Tomorrow, we will commence this semester’s Philosophy Graduate Seminar Series! As usual, the series will run from 4-6 p.m. on Wednesdays in the Pat Hanan Room (Arts 2), with speakers presenting from 4-5 p.m., followed by a Q&A period from 5-6, with a short break in between. As philosophizing often makes one hungry, I have made reservations (at least for this week) at the Kiwi Music Bar for pizza and further informal discussion — please feel free to join us for a bite after the talk!
This week’s presenter is Matthew Dentith. Here is an abstract for his talk:
THE TRUTH, THE PARTIAL TRUTH AND SOMETHING LIKE THE TRUTH: SELECTIVE EVIDENCE AND EXPLANATIONS
The contrast between official and conspiracy theories, post 9/11, has become increasingly blurred. Many of the officially endorsed and recognised explanations of events, like the British and American invasion of Iraq, have been labelled, if not conspiratorial, at the very least conspiracy-like.

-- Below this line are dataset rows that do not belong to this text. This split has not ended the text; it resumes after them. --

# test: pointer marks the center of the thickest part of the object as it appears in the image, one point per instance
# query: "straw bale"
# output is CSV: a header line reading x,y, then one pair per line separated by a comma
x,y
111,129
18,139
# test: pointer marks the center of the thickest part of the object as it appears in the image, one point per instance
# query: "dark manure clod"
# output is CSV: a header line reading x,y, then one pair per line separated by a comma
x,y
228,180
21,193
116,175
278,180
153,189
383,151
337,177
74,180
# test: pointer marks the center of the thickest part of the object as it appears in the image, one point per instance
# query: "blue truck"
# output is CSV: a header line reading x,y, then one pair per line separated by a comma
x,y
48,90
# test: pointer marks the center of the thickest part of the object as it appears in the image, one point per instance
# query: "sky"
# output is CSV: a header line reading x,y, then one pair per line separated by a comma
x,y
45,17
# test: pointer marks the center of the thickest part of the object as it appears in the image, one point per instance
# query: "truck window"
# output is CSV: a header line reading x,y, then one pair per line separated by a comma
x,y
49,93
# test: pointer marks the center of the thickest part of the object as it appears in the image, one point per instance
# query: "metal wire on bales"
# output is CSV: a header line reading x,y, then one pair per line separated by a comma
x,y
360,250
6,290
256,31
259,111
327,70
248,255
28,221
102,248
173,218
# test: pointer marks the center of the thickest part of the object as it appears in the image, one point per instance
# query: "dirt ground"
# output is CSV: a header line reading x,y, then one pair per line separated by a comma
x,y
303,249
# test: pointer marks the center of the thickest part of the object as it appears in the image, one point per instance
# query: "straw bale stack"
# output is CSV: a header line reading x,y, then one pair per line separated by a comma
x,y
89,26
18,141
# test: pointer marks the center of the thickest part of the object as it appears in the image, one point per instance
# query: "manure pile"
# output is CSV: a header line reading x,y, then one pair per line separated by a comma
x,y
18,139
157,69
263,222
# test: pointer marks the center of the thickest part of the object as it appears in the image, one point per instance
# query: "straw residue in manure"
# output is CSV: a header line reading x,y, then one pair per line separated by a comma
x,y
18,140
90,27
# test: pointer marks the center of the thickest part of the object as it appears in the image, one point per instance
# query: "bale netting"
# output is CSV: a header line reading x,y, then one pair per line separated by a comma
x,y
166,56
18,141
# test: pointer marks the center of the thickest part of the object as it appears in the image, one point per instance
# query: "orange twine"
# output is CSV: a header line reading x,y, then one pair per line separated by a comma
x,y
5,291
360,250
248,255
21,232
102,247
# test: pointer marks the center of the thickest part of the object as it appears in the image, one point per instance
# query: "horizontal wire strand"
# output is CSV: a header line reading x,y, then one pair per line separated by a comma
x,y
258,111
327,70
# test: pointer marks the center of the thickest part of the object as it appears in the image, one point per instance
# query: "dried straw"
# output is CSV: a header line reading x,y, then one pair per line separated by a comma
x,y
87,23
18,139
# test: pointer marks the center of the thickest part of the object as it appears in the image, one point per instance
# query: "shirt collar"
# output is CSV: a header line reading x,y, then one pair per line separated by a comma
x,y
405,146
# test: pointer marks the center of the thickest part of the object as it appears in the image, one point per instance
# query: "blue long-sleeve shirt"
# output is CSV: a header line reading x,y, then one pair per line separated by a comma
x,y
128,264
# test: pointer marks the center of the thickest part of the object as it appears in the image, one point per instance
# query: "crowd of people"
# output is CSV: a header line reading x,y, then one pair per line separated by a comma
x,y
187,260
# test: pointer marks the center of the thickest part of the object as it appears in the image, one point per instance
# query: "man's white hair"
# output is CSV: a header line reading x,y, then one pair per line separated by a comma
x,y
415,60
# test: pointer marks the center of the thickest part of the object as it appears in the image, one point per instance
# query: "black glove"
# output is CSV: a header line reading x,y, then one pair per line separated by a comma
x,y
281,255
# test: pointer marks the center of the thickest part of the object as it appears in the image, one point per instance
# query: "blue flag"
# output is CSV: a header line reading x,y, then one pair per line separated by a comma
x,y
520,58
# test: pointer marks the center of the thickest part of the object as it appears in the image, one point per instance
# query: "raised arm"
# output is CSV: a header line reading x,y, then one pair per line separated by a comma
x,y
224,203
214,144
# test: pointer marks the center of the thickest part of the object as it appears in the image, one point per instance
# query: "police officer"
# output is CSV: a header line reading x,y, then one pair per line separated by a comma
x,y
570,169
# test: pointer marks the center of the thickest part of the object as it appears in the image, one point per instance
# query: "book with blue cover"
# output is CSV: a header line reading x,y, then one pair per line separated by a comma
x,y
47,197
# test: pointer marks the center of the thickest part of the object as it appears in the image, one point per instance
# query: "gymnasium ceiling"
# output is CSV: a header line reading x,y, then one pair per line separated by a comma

I will argue in this paper that a number of explanations ranging from seemingly warranted official theories to plausible conspiracy theories are examples of what I will call Selective Evidence Explanations. These are explanations that use carefully selected pools of evidence to make some explanatory hypothesis looked warranted. Some of these selective evidence explanations are used to defraud the public whilst others might be offered by people who are not a relevant authority in a discipline salient to the topic.
Using the example of the competing narratives about the (so-called) October Terror Raids of 2007CE, I will argue that such selective evidence explanations should be treated with suspicion, as they are a pathology of the normal process of inferential reasoning. I will argue that these kinds of explanations are not just part and parcel of modern political discourse but are rife in other disciplines as well and are not just much more pervasive than we might (like to) think but that they also raise interesting issues as to who we can trust.